In an example of the present invention, the heating part (1032) can heat the aging chamber (1031) as installed outside of the aging chamber (1031). The heating part (1032) can be equipped in order to maintain the aging temperature of the aging chamber (1031). The heating part (1032) can be provided in the form of a heating jacket which covers the aging chamber (1031). The heating part (1032) can be provided in various forms in addition to the heating jacket form above in order to maintain the aging temperature of the aging chamber (1031).



FIG. 4 shows a moving part (105) according to an example of the present invention. As shown in FIG. 4, the moving part (105) can include a valve (1051).

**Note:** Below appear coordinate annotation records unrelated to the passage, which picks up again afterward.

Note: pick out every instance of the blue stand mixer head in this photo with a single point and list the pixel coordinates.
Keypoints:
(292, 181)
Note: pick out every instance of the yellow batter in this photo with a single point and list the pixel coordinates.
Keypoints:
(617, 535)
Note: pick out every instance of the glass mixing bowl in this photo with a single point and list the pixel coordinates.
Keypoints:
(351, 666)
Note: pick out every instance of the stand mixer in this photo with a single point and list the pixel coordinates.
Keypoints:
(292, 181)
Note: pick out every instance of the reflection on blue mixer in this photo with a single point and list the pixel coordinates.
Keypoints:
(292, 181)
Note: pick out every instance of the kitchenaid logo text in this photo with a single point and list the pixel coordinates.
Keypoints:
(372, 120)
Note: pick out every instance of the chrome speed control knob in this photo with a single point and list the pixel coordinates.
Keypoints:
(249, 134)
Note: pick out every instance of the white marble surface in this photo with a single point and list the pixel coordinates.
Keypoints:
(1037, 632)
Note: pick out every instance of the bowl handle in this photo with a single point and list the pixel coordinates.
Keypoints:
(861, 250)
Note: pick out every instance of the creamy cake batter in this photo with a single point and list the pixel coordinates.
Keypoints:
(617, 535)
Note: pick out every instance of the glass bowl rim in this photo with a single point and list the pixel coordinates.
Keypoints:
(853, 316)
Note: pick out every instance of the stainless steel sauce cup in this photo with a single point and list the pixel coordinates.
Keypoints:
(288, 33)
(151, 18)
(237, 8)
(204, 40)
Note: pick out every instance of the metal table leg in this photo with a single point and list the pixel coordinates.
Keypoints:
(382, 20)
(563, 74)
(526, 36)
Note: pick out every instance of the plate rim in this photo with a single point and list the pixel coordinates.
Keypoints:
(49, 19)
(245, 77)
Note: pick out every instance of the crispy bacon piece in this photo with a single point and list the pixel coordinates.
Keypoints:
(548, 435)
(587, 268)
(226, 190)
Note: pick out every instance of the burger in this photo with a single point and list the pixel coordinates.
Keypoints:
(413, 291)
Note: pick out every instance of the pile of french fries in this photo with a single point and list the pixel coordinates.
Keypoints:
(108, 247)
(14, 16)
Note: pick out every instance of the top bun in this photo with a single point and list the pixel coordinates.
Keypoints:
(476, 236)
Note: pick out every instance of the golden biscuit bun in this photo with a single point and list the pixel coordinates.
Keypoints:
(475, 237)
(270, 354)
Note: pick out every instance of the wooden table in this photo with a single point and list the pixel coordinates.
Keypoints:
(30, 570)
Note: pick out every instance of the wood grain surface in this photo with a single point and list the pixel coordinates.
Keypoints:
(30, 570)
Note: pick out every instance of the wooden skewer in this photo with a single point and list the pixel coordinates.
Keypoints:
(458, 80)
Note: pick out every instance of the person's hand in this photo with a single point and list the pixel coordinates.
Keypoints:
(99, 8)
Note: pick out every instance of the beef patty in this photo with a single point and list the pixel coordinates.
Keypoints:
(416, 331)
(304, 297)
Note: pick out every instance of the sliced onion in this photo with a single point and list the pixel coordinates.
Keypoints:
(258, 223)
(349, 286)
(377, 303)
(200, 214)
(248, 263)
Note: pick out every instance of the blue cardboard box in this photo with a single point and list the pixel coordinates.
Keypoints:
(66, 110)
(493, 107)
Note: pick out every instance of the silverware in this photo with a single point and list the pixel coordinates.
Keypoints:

The moving part (105) can be disposed between the material injection part (101), the mixing part (102), the aging part (103) and the firing part (104) to be functioning as a passage through which the raw material can be transported.


In an example of the present invention, the moving part (105) can be understood as a constituent that connects each component provided for the injection, mixing, aging, firing and passivation of the raw material and the injection of the inert gas. The raw material, reagent and inert gas can be transported through the moving part (105) by gravity. The moving part (105) can be required to have a component for controlling the flow of the raw material, reagent and inert gas. Therefore, the moving part (105) can include a valve (1051).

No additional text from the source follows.